We are envisioning researchers and laboratorians within the CSSCPMI interacting closely with physicians from the various clinical divisions within the hospital, eg, the heart center, the center for cancer and blood disorder, Barrow Neurological Institute, and many other of Phoenix Children’s clinical divisions. We also envision an important research resource will be to develop a “clinical grade” pediatric database where translational research can be conducted with the genomic and proteomic sequence information. In the longer term, there are plans to develop a consortium of children’s hospitals where we’re sharing all of the pediatric population data to make new discoveries.

Our vision is to encourage collaboration and data sharing, because the human genome is complex. Any individual’s genome will uncover about 3 to 4 million variants where they differ from another individual. So we know that, with this level of complexity, large numbers of genomes are needed to make discoveries and so the more pediatric patients that we can enroll in research studies, not just at Phoenix Children’s but through a consortium of many children’s hospitals, knowledge will progress at a much faster pace and ultimately help our patients.
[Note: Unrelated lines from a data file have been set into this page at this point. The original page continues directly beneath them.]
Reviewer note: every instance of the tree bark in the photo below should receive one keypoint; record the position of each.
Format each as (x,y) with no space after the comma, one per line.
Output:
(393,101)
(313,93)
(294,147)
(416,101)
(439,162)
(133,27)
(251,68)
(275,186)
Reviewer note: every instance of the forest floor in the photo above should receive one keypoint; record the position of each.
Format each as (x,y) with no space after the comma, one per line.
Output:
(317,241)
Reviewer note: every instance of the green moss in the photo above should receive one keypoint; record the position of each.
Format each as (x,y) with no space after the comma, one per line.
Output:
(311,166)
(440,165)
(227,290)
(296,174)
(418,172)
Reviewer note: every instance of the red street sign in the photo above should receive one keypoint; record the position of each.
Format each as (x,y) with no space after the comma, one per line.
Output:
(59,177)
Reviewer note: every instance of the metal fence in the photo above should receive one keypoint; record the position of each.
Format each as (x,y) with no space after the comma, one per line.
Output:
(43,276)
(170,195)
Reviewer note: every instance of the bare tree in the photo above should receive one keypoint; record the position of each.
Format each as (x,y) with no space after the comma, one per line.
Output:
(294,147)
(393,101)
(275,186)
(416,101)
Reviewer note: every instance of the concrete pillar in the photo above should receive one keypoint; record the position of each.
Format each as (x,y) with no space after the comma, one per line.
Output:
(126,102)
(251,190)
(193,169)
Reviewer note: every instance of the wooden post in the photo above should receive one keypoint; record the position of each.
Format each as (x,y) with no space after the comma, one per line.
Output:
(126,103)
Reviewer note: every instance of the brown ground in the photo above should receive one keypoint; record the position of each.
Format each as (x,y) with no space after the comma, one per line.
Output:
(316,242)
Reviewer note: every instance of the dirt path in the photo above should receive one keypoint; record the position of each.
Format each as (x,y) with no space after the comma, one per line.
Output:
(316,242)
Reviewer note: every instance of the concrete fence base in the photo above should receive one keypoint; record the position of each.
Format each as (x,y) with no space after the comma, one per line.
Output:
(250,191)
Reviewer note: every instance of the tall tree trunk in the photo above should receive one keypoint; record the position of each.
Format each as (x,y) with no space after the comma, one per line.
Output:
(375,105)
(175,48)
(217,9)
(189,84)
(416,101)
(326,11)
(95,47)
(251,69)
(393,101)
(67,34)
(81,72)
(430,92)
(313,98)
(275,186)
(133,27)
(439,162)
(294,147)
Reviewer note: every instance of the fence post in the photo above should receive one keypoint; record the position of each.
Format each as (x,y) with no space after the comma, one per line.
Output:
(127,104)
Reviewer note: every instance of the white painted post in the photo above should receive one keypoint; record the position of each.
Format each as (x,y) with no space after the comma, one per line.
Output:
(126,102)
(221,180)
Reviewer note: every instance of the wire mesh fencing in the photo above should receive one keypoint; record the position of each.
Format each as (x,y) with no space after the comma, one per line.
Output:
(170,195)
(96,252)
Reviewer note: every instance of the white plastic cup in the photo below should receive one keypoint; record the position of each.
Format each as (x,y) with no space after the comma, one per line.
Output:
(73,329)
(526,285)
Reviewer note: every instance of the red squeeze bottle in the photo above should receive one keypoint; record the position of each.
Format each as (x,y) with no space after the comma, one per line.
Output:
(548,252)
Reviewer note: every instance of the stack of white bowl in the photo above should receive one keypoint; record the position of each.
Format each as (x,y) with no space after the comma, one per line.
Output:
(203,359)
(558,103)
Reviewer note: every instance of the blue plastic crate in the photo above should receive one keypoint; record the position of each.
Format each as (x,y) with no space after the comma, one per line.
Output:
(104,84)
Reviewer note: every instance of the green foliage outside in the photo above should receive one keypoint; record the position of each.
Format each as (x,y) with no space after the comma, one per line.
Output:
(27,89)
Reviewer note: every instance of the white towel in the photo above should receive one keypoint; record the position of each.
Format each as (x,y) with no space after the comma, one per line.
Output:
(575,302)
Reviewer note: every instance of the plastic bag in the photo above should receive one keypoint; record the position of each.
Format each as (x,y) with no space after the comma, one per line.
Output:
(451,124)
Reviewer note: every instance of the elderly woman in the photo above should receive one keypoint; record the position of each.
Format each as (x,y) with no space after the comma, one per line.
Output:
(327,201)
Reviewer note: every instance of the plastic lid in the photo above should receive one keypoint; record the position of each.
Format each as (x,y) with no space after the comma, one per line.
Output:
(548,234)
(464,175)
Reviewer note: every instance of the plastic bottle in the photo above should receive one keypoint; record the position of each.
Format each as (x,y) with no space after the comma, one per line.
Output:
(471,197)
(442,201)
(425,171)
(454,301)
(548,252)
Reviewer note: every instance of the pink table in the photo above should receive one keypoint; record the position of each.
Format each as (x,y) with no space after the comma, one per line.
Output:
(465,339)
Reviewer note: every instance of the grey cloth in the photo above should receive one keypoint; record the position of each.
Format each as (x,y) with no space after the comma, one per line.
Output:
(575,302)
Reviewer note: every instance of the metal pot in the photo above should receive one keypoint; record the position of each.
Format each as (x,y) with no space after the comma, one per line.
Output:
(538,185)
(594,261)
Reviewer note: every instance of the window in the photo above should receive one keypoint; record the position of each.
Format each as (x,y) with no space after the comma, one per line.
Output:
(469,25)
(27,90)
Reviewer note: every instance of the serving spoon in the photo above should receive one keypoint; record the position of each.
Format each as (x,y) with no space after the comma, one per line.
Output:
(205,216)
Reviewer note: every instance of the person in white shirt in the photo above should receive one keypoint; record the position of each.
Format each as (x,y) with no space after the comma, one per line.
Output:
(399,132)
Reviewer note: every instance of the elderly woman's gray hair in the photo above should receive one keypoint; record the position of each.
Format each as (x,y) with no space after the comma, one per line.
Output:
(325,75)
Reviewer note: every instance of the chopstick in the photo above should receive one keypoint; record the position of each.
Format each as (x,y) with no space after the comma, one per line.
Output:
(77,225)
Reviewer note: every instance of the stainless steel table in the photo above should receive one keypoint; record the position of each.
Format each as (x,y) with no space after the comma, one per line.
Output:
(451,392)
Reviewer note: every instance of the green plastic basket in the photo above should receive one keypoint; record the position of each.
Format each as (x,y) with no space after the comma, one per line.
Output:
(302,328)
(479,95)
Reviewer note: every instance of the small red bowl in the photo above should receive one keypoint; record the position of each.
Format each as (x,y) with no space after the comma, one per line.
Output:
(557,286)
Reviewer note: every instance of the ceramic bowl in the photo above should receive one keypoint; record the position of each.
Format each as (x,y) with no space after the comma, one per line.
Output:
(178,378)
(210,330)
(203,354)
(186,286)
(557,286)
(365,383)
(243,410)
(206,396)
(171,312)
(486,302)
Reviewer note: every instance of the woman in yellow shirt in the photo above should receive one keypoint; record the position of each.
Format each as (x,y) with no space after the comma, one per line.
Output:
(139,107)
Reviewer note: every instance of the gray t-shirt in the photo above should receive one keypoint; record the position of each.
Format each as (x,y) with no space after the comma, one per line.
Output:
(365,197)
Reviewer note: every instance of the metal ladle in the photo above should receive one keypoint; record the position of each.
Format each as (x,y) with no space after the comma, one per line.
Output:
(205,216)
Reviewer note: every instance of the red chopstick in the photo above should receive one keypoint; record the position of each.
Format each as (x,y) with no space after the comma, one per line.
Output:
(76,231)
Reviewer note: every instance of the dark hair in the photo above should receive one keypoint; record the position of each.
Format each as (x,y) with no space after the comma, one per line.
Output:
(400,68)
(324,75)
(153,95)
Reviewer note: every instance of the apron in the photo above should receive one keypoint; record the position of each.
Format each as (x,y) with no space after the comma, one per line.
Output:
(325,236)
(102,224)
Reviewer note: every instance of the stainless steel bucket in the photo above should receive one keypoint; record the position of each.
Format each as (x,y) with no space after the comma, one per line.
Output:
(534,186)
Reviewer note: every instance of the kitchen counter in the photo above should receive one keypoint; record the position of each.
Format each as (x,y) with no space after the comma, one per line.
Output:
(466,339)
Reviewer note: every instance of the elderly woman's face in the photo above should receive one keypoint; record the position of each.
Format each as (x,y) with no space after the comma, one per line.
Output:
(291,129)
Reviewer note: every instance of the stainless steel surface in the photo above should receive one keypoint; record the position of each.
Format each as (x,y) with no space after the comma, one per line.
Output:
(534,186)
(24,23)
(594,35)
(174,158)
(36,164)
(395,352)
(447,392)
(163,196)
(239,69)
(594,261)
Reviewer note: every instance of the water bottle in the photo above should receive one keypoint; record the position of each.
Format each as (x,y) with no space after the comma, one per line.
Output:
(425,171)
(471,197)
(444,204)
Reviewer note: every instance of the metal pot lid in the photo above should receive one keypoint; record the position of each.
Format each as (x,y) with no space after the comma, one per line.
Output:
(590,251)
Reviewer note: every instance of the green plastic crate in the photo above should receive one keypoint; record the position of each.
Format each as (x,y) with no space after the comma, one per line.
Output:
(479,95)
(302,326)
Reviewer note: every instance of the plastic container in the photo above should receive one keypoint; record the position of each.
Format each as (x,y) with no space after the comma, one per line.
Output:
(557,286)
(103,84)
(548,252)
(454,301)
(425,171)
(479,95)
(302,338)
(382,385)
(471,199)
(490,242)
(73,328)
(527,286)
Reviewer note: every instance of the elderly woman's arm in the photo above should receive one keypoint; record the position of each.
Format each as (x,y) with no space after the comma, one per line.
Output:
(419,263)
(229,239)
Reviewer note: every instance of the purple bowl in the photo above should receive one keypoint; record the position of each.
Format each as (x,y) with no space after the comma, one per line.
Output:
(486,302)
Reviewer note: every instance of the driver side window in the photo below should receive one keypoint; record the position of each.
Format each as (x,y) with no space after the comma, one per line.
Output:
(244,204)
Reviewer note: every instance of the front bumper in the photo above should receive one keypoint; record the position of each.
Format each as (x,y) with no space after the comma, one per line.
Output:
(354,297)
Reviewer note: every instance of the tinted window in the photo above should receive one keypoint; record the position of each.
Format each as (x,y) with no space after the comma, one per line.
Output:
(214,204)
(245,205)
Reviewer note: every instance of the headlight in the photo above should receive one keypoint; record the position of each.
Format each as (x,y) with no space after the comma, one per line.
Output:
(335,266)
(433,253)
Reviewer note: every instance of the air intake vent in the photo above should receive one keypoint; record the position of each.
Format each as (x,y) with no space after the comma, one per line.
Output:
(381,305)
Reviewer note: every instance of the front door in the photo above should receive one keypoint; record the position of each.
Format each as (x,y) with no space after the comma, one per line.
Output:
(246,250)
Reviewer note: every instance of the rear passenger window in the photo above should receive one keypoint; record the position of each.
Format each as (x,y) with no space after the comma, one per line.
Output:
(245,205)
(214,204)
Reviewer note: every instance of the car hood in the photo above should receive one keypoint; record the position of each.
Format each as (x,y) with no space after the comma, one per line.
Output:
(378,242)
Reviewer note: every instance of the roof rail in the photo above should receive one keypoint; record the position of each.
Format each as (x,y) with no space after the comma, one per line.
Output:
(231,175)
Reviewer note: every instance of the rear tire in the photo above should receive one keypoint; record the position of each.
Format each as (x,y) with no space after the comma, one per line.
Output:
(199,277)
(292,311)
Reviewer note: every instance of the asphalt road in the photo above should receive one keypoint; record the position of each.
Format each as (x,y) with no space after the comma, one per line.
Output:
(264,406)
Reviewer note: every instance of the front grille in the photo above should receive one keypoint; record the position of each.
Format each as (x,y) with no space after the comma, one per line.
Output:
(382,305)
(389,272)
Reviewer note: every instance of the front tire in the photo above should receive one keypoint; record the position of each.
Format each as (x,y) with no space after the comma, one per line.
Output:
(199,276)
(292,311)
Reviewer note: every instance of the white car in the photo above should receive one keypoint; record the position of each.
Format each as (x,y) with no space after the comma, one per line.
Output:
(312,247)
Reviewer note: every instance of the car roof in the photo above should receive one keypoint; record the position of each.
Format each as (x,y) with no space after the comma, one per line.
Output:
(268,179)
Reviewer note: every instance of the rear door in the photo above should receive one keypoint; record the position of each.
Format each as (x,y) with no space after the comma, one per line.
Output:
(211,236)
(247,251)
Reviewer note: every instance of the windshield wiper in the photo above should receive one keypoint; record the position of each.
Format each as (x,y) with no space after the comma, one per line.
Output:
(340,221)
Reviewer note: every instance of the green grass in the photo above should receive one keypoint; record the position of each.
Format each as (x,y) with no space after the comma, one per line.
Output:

PMO Can you expand on your thoughts about basic research and the way science is evolving?

Dr Aziz In the current academic model, research is very removed from clinical applications, and it takes 14 to 20 years before it’s applied to clinical practice. That model just won’t work any longer. On the other hand, translational research has the potential to produce a return very quickly, but only where there’s tremendous collaboration and data sharing. It’s moving away from the old pattern of satisfying the individual needs of scientists wanting the sole glory of making a discovery. That model will change to crowd sourcing where there will be shared databases that will be accessed by numerous hospitals, researchers, or academic institutions to make discoveries together.

So, we are entering the big data era. The only way we can build knowledge at a fast pace is when we share all of these data and when researchers and clinicians come together closely to talk about the problem. Working together, physicians and researchers can produce great results. But having a line of close communication is key. We are reaching, I think, an age where there will be some blurring of lines between the researcher and clinician because, when examining a patient’s genome, that level of close interaction is needed. The complexity of genome analysis and meaningful clinical interpretation require that laboratorians, researchers, and clinicians work very closely together on their patients.

PMO Final thoughts on the mission of the Children’s Precision Institute at Phoenix Children’s Hospital?

Dr Aziz All I would like to say is I’m really glad to be a part of this because this is truly precision medicine that is focused on children, and there’s a great satisfaction in this line of research and children’s care. I’m fortunate to be part of it, and I’m hopeful that within a couple of years we can give you success stories from the Precision Medicine Institute.

PMO Thank you. The work you’re doing is inspired.

Dr Aziz It is deeply satisfying when you love what you’re doing, and I’m so glad that we’re in a day where we’re seeing precision medicine being applied specifically for children’s treatment and care.